“For Chrissake, Shaun, don’t just-”

“What are you boys doing?” The nurse bearing down on them had a bosom like the prow of a battleship, and the face to match. In one swift move, she caught the old woman’s wrist lightly in one hand while digging her other fingers bone-deep into Russ’s shoulder.

“Ow!” he said. “We’re not doing anything!”

“Is this your grandmother?”

“I don’t know who it is! We just found her. At Stewart’s Pond. She walked into the water. She tried to drown herself.”

She sized him up with a single flick of her eyelashes, and even though she barely came up to his chest, she somehow managed to speak over his head. “Skelly, McClaren, get that gurney over here.” She glared at Shaun, who was looking longingly at the exit doors. “Don’t even think about moving, young man.”

Two nurses scarcely older than Shaun and Russ rolled a pallet over. One of them glanced sympathetically at Russ. The battleship let go of his shoulder in order to ease the old woman onto the gurney.
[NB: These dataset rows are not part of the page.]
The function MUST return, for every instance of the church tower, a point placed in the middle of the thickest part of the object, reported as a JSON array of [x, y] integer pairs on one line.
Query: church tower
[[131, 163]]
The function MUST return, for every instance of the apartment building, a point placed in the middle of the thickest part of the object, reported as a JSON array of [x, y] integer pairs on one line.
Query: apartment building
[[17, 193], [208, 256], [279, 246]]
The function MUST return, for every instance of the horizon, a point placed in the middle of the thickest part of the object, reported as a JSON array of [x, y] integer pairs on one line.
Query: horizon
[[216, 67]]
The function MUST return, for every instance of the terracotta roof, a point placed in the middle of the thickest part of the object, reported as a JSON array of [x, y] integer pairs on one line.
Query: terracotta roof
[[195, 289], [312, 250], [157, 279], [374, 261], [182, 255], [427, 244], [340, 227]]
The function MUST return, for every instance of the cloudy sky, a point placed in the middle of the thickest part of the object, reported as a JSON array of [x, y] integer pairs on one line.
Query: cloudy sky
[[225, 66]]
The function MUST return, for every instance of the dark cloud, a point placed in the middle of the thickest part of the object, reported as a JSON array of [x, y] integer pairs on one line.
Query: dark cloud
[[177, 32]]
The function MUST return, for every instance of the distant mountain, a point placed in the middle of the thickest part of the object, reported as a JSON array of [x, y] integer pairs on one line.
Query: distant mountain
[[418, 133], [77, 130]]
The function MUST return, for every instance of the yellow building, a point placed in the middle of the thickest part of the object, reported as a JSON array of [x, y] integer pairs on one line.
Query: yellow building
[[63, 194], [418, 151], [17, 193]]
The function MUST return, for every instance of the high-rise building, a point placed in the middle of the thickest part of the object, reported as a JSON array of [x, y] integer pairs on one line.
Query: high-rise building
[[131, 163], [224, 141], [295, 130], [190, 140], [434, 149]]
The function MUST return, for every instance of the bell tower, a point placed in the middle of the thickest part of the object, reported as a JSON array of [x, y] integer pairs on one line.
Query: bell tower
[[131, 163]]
“Into the examination room,” she said to the other nurses, who obeyed her with such speed that Russ figured she must terrorize everybody she came into contact with. She hooked her hands around his and Shaun’s arms and followed the gurney, towing them past the admissions desk and through the swinging double doors into the examination room. She bulldozed through a square of limp blue curtains shielding the old woman from public view. “Get Dr. Hansvoort,” she said firmly. One of the young nurses disappeared. “Well, don’t just stand there,” she told the remaining nurse. “Get her vitals. Ah, Dr. Hansvoort. Thank you for coming so promptly.”

The young resident who had parted the curtains looked as if he wouldn’t have dared take his time. “Nurse Vigue?”

She rattled Russ’s and Shaun’s arms. “All right, you two. Tell Dr. Hansvoort here what happened.” She narrowed her eyes. “Truthfully.”